1994年版 (ver.2.3)[12][13]
よく知られているカテゴリーと基準の1つ。定量的な数値基準を採用するためにカテゴリーと基準の全面改訂が行われ、1994年12月に数値基準を導入した新システムが採択された。その後のIUCNのレッドリストはこの1994年版のカテゴリーに従って作成されている。1996年10月発表の絶滅危惧動物のレッドリスト 1996 IUCN Red List of Threatened Animals [14]が1994年版のカテゴリーと基準を用いた最初のIUCNレッドリストである。

Evaluated - 評価済

Adequate data - 充分なデータあり

Extinct (EX) - 「絶滅

Extinct in the Wild (EW) - 「野生絶滅

Threatened - 「危惧」あるいは「絶滅のおそれのある状態」(絶滅危惧

Critically Endangered (CR) - 「絶滅寸前」(絶滅危惧IA類)

Endangered (EN) - 「絶滅危機」(絶滅危惧IB類)

Vulnerable (VU) - 「危急」(絶滅危惧II類)


Lower Risk (LR) - 「低リスク」

Lower Risk - Conservation Dependent (LR/cd) - 「保全対策依存」

Lower Risk - Near Threatened (LR/nt) - 「準絶滅危惧」(準絶滅危惧)

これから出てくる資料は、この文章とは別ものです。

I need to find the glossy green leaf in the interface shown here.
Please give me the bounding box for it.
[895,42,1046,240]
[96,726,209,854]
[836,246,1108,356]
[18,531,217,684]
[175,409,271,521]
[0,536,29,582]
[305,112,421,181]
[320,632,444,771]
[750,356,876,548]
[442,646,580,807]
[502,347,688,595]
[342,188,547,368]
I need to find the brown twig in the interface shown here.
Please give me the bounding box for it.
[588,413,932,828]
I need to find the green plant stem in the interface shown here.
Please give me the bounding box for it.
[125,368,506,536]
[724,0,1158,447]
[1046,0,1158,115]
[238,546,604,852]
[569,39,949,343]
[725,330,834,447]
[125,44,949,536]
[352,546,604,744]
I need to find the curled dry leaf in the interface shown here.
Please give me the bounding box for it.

Lower Risk - Least Concern (LR/lc) - 「軽度懸念」



Data Deficient (DD) - 「データ不足」(情報不足)


Not Evaluated (NE) - 「未評価」
※凡例
「 」内はIUCN日本委員会が訳した「 ⇒IUCNレッドリスト2000年(1994年レッドリストカテゴリーとその基準)」で示されている訳語。

( )は、環境省レッドリストの対応用語。
このカテゴリーと基準を海産魚類に適用したことをきっかけに、経済的な取引の対象となる生物への適用が議論となった[4]
2001年版 (ver. 3.1)[12][13]
2015年5月現在採用されているカテゴリーと基準。2000年2月に、2001年版 (Ver. 3.1) カテゴリーと基準が採択された。2001年1月以降の評価はこの基準に従って行われている。しかし、1994年版に従ってすでに行われた全分類を2001年版に従って見直すことは、即時にできることではない。そのため、1994年版と2001年版が併用されており、"ver. 2.3 (1994)" あるいは "ver. 3.1 (2001)" と表示し、どのカテゴリーに従った評価なのかがわかるようになっている。2001年版 (Ver. 3.1) によるカテゴリーは下記の通りである。Lower Risk以下が変化している。

Evaluated - 「評価済み」

Adequate data - 「十分なデータあり」

Extinct (EX) - 「絶滅」<絶滅種>(絶滅)

Extinct in the Wild (EW) - 「野生絶滅」<野生絶滅種>(野生絶滅)

Threatened - 「絶滅危惧」<絶滅危機種>(絶滅危惧、絶滅のおそれのある種)

Critically Endangered (CR) - 「深刻な危機」<近絶滅種>(絶滅危惧IA類)

Endangered (EN) - 「危機」<絶滅危惧種>(絶滅危惧IB類)

Vulnerable (VU) - 「危急」<危急種>(絶滅危惧II類)


Near Threatened (NT) - 「準絶滅危惧」<近危急種>(準絶滅危惧)

Least Concern (LC) - 「低懸念」<低危険種>


Data Deficient (DD) - 「データ不足」<情報不足種>(情報不足)


Not Evaluated (NE) - 「未評価」
※凡例
「 」は内矢原・金子が訳した『 ⇒IUCNレッドリストカテゴリーと基準 3.1版』で示されている訳語[13]

( )は、環境省レッドリストの対応用語。